07-07-2017 By Whizzky Staff Writer

Until recently, few people outside of Japan knew about the existence of Japanese whisky. Brands such as Nikka, Yamazaki, Hibiki are now frequent in whisky speak, even with celebrities. American superstar Beyoncé (2016) makes mention of Yamazaki in her song titled 6 Inch with the lyrics “...her Yamazaki straight from Tokyo”, signalling the popularity that Japanese whisky enjoys.
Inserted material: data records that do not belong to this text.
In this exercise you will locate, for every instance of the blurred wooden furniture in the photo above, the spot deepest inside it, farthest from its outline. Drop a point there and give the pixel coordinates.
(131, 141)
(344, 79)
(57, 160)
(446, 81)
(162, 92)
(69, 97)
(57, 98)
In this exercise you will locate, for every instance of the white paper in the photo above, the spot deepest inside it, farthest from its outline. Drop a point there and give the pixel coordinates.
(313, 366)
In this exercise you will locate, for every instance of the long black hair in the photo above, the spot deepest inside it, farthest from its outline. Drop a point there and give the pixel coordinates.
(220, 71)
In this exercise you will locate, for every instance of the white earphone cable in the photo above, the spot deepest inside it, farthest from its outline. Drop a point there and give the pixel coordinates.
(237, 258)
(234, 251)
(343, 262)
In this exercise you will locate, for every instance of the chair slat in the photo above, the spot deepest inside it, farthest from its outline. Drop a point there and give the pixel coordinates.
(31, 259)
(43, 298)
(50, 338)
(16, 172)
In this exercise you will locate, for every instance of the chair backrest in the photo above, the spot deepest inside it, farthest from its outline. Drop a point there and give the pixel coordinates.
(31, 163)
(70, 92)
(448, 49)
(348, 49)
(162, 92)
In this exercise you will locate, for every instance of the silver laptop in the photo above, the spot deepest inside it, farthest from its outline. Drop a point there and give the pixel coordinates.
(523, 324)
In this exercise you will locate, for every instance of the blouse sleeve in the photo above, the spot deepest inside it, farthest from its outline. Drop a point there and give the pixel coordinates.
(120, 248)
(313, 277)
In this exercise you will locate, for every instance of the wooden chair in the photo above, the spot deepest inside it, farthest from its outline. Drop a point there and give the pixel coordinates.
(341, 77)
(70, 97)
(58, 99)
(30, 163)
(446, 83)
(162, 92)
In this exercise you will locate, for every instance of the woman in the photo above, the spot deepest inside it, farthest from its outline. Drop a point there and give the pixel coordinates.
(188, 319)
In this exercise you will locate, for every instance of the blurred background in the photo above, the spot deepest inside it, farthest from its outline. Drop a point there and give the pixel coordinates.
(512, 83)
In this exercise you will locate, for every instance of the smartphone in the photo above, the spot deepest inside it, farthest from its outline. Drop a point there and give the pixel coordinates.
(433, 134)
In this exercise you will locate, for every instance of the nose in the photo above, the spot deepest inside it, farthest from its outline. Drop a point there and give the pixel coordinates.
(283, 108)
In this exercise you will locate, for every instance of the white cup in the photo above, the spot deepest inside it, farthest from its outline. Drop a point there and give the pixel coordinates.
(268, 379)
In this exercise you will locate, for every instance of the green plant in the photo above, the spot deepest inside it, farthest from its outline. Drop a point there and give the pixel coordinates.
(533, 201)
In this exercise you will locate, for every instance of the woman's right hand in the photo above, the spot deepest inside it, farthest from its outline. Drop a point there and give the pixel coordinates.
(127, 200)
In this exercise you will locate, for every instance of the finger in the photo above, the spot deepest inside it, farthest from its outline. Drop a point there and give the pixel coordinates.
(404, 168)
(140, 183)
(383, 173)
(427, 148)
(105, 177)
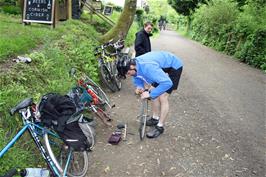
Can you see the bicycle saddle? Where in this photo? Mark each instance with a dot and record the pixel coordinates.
(23, 104)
The land of the rising sun and cherry blossoms has enjoyed several international whisky awards including the Yamazaki Sherry Cask 2013 being named the World Whisky of the Year by Jim Murray in 2015. The Hibiki 21 Year Old has also taken the award for Best Blended Whisky, 5 years in a row at the World Whisky Awards.

A Brief History

Japanese whisky owes its global popularity to 2 Japanese whisky pioneers Masataka Taketsuru and Shinjiro Torii who founded the most recognized Japanese whisky brands: Suntory and Nikka.
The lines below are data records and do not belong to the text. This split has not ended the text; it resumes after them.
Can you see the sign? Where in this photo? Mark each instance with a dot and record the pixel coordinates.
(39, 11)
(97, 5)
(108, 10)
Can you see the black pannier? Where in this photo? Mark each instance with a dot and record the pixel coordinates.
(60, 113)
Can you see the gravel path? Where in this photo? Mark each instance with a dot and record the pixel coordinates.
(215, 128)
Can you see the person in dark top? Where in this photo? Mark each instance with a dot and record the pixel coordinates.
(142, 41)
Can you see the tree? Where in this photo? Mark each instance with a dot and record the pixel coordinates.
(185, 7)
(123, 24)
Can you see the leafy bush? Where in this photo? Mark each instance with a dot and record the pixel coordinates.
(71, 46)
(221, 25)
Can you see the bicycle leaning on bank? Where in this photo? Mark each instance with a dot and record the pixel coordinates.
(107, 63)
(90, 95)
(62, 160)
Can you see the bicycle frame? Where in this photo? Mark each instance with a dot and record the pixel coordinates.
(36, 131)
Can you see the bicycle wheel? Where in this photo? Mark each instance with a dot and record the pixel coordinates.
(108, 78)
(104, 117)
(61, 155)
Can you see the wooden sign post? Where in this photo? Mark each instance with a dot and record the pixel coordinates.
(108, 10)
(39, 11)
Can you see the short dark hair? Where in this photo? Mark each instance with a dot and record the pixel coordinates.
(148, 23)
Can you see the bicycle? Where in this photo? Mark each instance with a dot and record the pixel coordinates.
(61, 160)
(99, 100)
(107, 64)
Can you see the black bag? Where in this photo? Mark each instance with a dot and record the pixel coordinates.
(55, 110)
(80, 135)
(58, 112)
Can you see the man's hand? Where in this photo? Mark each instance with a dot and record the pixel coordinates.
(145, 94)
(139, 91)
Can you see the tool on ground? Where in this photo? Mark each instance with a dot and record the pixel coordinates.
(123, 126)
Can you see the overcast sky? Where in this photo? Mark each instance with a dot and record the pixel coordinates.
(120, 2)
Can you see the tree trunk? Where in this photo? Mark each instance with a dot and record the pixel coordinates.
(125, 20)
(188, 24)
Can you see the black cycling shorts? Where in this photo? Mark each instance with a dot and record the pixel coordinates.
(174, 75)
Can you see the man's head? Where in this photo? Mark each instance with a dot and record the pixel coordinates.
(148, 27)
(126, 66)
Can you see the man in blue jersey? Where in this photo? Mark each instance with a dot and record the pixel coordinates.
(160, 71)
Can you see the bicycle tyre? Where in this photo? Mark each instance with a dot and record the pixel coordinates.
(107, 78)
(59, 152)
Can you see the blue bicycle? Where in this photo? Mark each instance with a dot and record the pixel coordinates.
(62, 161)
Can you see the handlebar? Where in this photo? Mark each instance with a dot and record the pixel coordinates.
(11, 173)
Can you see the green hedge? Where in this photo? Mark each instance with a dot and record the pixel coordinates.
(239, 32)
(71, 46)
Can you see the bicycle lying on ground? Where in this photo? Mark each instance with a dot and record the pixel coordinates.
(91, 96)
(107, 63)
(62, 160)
Masataka Takestsuru and Shinjiro Torii

(Source: Goin' Japaneseque. Image by Unknown)

Taketsuru studied organic chemistry in Glasglow and worked at a few Scottish distilleries including Longmorn in Campbelltown. He returned to Japan in 1920 with knowledge of whisky making and his Scottish wife Jessie Roberta (Rita) Taketsuru. Torii was a pharmaceutical wholesaler who created a successful port wine called Akadama. He had an appreciation for whisky and wanted to create a whisky for Japanese tastes. The 2 men joined forces to create Japan’s first ever whisky called Suntory Shirofuda in 1929 from the Yamazaki distillery.
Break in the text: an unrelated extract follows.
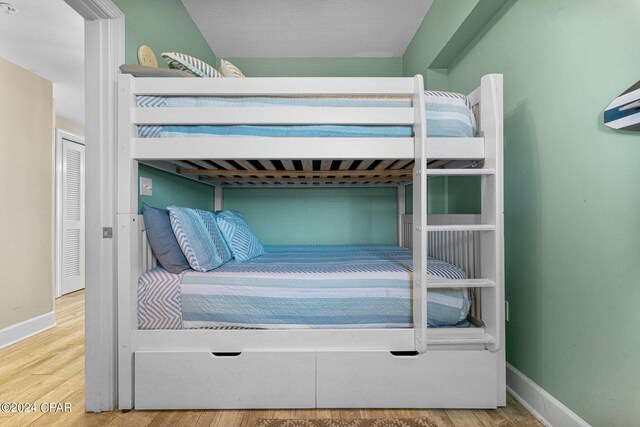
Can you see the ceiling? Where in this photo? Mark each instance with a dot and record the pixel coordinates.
(47, 38)
(308, 28)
Since then, Japanese distilleries litter the small country, including Nikka distillery, Chichibu distillery, Mars Shinshu and Hakushu distillery that produces the award winning Hibiki whisky.

Japanes whisky bottles suntory whisky toki pure malt yamazaki 12 year olf hakushu 12 year

Japanese whisky website Dekanta believes the reason behind the success of Japanese whisky is due to a national motto that the Japanese adopted called Wakon Yosai.

" When modernity came to Japan, the Japanese adopted a strategy to deal with it: Wakon Yosai, or in English “Western technology, Japanese spirit.” It meant that Japan could use the best techniques available in the world and hopefully improve on them while making them fit for Japanese circumstances."

The Japanese in their contact with the western world adopted this principle even with whisky production. Their whisky production uses the highest Scottish standards to suit the delicate Japanese palette.